As anyone who listens to the news is aware, Federal Judge Vaughn Walker has ruled in Perry et al v. Schwarzenegger et al in California today, and for the first time in quite some time, I feel like the America I live in is becoming a little bit more like the America that I aspire for it to be.

The ruling can be read here (it’s a .pdf) and starting on page 109 Judge Walker provides some of the most profoundly rational and reasonable findings I’ve come across in a federal ruling in a long time.  I’ve read the entire finding, and I encourage anyone to do the same.  It’s very approachable, and draws clear and reasonable conclusions.  Judge Vaughn will be excoriated as an “activist judge” by many on the losing side of this finding (which is hardly a risky prophecy given the love of some groups to trot out that phrase at the drop of a hat) and I honestly encourage people to take 10 minutes and read what the judge has to say, and read why he makes the decisions he makes.  It’s not a difficult read, just 25 pages of double-spaced, courier font goodness.  This is the essence of how America works.

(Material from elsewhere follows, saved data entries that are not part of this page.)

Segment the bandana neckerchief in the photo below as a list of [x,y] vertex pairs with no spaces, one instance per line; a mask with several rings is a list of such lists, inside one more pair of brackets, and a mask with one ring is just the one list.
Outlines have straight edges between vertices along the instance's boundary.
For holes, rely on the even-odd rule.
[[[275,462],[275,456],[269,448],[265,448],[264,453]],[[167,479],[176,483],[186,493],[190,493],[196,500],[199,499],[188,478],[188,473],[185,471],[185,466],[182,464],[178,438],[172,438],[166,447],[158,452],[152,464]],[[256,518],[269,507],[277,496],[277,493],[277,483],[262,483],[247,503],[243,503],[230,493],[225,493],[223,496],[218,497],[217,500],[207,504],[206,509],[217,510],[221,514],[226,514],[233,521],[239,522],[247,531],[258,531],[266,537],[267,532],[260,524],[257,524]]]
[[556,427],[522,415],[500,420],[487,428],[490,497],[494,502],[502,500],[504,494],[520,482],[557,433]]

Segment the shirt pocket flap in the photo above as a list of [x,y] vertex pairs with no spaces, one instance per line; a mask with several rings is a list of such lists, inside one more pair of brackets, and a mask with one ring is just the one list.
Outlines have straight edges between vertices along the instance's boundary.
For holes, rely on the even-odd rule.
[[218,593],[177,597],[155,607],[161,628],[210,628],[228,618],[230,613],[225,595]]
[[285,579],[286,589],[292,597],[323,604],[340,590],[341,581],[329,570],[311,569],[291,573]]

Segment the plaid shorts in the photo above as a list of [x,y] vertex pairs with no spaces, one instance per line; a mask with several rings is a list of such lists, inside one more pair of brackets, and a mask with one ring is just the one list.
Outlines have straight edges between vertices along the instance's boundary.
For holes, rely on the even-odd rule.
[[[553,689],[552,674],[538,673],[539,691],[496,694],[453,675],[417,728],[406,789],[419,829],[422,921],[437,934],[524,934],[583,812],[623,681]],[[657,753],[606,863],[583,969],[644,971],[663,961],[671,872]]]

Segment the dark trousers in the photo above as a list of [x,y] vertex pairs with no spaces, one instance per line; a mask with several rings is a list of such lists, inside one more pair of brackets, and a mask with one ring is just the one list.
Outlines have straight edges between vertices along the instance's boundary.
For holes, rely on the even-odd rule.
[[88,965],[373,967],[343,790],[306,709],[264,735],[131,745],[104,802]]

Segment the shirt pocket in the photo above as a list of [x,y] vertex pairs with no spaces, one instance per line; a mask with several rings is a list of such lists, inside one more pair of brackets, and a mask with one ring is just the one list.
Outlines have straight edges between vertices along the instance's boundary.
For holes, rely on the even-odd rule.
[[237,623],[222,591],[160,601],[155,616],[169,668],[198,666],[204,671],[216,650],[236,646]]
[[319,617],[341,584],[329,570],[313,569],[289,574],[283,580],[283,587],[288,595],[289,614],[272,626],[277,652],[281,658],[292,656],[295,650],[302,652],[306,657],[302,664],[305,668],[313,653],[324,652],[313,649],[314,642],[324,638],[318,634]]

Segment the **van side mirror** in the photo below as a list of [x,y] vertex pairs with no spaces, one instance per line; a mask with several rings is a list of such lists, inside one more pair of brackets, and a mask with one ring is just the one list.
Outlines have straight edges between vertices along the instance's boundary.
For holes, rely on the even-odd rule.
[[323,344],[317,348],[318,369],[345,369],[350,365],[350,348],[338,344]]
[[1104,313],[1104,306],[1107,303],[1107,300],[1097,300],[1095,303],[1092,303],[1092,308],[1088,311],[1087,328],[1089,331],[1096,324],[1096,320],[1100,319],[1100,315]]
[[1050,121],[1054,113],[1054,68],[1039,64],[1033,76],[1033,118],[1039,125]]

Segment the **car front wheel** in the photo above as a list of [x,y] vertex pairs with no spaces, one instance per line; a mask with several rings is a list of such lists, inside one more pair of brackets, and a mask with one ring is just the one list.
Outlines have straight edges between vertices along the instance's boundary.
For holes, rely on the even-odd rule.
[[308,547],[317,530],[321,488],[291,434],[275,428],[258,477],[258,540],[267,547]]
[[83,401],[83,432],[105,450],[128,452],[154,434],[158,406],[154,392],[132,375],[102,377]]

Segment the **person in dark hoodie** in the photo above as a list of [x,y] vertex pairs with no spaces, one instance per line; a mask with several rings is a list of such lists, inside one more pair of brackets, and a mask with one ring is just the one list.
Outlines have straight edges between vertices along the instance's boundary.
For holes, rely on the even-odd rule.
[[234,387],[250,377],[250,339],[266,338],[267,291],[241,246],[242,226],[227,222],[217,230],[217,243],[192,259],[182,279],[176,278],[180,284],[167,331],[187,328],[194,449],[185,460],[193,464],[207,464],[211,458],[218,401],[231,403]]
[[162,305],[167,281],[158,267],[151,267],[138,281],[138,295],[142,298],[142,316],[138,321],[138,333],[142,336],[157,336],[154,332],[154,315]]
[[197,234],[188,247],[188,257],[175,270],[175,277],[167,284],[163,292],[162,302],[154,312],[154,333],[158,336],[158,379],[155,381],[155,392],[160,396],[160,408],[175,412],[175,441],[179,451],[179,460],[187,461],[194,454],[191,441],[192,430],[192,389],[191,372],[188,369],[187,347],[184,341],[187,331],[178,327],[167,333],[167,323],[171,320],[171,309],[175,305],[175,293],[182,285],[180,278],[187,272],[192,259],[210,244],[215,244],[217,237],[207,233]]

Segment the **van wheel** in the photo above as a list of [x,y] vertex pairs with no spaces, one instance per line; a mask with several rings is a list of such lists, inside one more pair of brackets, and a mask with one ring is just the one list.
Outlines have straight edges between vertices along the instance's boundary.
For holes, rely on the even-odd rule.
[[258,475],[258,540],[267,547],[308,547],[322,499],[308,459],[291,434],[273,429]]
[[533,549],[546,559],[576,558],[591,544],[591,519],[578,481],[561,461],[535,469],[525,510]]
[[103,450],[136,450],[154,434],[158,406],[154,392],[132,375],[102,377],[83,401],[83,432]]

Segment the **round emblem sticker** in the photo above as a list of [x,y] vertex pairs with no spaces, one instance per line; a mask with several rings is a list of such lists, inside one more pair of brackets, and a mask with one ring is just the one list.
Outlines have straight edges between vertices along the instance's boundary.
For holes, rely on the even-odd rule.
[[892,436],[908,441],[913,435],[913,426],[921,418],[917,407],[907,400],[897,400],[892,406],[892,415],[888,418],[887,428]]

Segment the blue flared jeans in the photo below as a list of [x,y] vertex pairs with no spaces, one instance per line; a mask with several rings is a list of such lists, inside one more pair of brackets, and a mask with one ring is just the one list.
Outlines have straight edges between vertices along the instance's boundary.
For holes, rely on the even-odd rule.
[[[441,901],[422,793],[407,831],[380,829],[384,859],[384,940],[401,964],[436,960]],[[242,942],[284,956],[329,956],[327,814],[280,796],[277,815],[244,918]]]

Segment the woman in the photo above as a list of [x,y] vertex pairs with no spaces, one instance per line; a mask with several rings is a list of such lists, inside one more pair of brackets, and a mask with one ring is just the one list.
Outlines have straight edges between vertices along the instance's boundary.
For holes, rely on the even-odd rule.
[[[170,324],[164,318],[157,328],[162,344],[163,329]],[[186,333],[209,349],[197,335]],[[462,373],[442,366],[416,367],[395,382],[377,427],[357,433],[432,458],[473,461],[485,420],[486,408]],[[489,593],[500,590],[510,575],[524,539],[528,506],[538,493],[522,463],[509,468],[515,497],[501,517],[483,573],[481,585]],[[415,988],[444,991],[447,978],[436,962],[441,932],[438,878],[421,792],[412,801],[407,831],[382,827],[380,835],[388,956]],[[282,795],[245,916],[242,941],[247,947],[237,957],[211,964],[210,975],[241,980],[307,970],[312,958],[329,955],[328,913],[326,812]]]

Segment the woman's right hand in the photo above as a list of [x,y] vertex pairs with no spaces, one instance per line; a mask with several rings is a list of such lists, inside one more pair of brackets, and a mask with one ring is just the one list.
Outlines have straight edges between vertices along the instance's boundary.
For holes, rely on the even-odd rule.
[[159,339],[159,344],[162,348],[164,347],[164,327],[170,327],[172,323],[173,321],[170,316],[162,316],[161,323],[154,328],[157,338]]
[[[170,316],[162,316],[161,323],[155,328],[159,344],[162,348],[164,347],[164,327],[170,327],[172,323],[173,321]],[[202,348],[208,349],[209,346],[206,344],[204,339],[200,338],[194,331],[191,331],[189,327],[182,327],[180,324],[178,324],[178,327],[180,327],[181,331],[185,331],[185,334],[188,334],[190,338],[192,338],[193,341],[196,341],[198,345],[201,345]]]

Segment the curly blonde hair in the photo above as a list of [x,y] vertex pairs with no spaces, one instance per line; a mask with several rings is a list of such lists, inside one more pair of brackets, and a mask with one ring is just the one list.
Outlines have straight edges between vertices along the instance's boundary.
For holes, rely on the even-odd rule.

I’m not a political blogger, nor am I a law blogger, nor am I an LGBT-issues blogger…nor am I a member of any of the classes of people that are directly affected by this ruling…but I am affected by the spirit of this ruling.  I have family that will be affected by this ruling. I have children who will live and love and marry in an American legal landscape decided by the ultimate Supreme Court review of this ruling.  I can only hope and pray that the Supreme Court of the United States gets it as right as Judge Walker got it today.

The conclusions of Judge Walker’s ruling:

Proposition 8 fails to advance any rational basis in singling out gay men and lesbians for denial of a marriage license. Indeed, the evidence shows Proposition 8 does nothing more than enshrine in the California Constitution the notion that opposite-sex couples are superior to same-sex couples. Because California has no interest in discriminating against gay men and lesbians, and because Proposition 8 prevents California from fulfilling its constitutional obligation to provide marriages on an equal basis, the court concludes that Proposition 8 is unconstitutional.